Since the spring, Sculti has been in the middle of another RGC crisis, the contamination of the greens, which had to be closed for the summer months, setting off a member revolt and demands for refunds from the City. Sculti discovered through FOILS – he is no stranger to the FOIL process – that Rye had not been following proper purchasing procedures for buying its chemicals, among other things the City buys. “I’m interested in process, a fair and vigorous process. The rock chipping discussion turned out to be a good process.” As for the future of RGC, Sculti believes it’s a question of running it efficiently.
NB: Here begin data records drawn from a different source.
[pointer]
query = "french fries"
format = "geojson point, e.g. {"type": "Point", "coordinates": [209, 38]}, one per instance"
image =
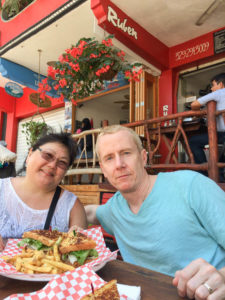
{"type": "Point", "coordinates": [37, 261]}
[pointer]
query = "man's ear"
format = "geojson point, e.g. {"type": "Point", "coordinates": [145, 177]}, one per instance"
{"type": "Point", "coordinates": [144, 156]}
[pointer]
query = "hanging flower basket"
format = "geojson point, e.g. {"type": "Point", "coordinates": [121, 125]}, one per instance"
{"type": "Point", "coordinates": [81, 70]}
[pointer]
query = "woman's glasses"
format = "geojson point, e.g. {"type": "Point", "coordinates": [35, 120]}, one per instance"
{"type": "Point", "coordinates": [49, 157]}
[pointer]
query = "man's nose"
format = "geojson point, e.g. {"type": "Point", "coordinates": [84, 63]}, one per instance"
{"type": "Point", "coordinates": [119, 161]}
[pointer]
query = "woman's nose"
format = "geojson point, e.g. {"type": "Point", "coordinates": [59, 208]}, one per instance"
{"type": "Point", "coordinates": [119, 161]}
{"type": "Point", "coordinates": [53, 163]}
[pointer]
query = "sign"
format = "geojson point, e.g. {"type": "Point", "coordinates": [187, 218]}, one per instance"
{"type": "Point", "coordinates": [14, 89]}
{"type": "Point", "coordinates": [122, 24]}
{"type": "Point", "coordinates": [113, 20]}
{"type": "Point", "coordinates": [219, 41]}
{"type": "Point", "coordinates": [22, 75]}
{"type": "Point", "coordinates": [192, 50]}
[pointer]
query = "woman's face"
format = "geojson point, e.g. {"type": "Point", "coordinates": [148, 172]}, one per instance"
{"type": "Point", "coordinates": [47, 165]}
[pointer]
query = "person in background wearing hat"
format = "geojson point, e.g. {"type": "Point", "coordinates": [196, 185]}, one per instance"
{"type": "Point", "coordinates": [198, 142]}
{"type": "Point", "coordinates": [85, 125]}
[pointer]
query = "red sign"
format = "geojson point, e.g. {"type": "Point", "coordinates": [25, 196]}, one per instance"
{"type": "Point", "coordinates": [130, 33]}
{"type": "Point", "coordinates": [192, 50]}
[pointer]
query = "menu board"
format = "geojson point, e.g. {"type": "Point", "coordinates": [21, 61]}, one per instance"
{"type": "Point", "coordinates": [219, 41]}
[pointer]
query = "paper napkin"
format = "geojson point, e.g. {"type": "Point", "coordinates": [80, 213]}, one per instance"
{"type": "Point", "coordinates": [70, 285]}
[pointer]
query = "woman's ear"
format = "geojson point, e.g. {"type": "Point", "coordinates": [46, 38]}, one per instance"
{"type": "Point", "coordinates": [29, 154]}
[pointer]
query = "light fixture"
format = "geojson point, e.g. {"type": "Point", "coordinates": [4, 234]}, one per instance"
{"type": "Point", "coordinates": [208, 12]}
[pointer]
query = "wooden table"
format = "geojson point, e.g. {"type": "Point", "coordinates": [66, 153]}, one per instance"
{"type": "Point", "coordinates": [154, 286]}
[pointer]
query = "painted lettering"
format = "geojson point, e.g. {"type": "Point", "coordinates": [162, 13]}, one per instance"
{"type": "Point", "coordinates": [183, 54]}
{"type": "Point", "coordinates": [115, 20]}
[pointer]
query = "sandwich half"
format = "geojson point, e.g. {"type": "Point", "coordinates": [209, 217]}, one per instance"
{"type": "Point", "coordinates": [41, 239]}
{"type": "Point", "coordinates": [77, 249]}
{"type": "Point", "coordinates": [108, 291]}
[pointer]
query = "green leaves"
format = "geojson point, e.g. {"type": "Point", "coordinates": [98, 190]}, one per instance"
{"type": "Point", "coordinates": [34, 244]}
{"type": "Point", "coordinates": [34, 130]}
{"type": "Point", "coordinates": [86, 66]}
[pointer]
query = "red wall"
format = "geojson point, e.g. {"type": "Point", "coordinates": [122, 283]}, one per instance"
{"type": "Point", "coordinates": [31, 15]}
{"type": "Point", "coordinates": [17, 109]}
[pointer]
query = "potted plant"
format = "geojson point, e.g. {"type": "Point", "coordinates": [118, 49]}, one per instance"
{"type": "Point", "coordinates": [11, 8]}
{"type": "Point", "coordinates": [82, 69]}
{"type": "Point", "coordinates": [34, 130]}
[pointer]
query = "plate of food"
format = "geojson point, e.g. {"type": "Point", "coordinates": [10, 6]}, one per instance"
{"type": "Point", "coordinates": [43, 254]}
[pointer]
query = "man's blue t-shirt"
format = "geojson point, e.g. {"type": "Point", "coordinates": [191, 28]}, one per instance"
{"type": "Point", "coordinates": [182, 219]}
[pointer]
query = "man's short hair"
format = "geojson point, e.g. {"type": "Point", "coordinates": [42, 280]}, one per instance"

To the question of whether it might be time to think about outsourcing golf management as the City did with Whitby Castle catering, Sculti is open-minded, “I don’t know if an enterprise fund is the way to do it. Maybe it’s time to consider another way.”

“Our roads are rough. We have to figure out how to prioritize.” He thinks the City might send a warning regarding sidewalk repair, or perhaps the DPW can do the work and send a bill. But he’s not a fan of punishing homeowners. On parking issues, he believes that different businesses have different needs and says that merchants have different needs. “Maybe we could entice a sale of property on Locust Avenue by the brook. It’s best to increase parking if possible.

Sculti is leery of spending a proposed $50,000 for a Forest Avenue sidewalk study. “We do have a responsibility not to put people in danger. We’re thinking about a vision and sometimes you have to take a step back to do that.” He thinks a new Master Plan might help Rye to do that.

Sculti believes that people in the area most affected by the Starwood project have been keeping his group up to speed. “I know these families; they’re smart people and they know what they’re up against.”

In the public forums, Sculti has been a defender of Mayor Sack and his administration on its work on Starwood and rock chipping, sounding at times almost as of he is an incumbent. He has also been a fierce defender of the Republican campaign theme, “True to Rye” whenever his opponents question what it really means. While not one to mince words, Sculti told the paper that he can work in groups. “I ask questions. If not answered, I have no problem going to the source.”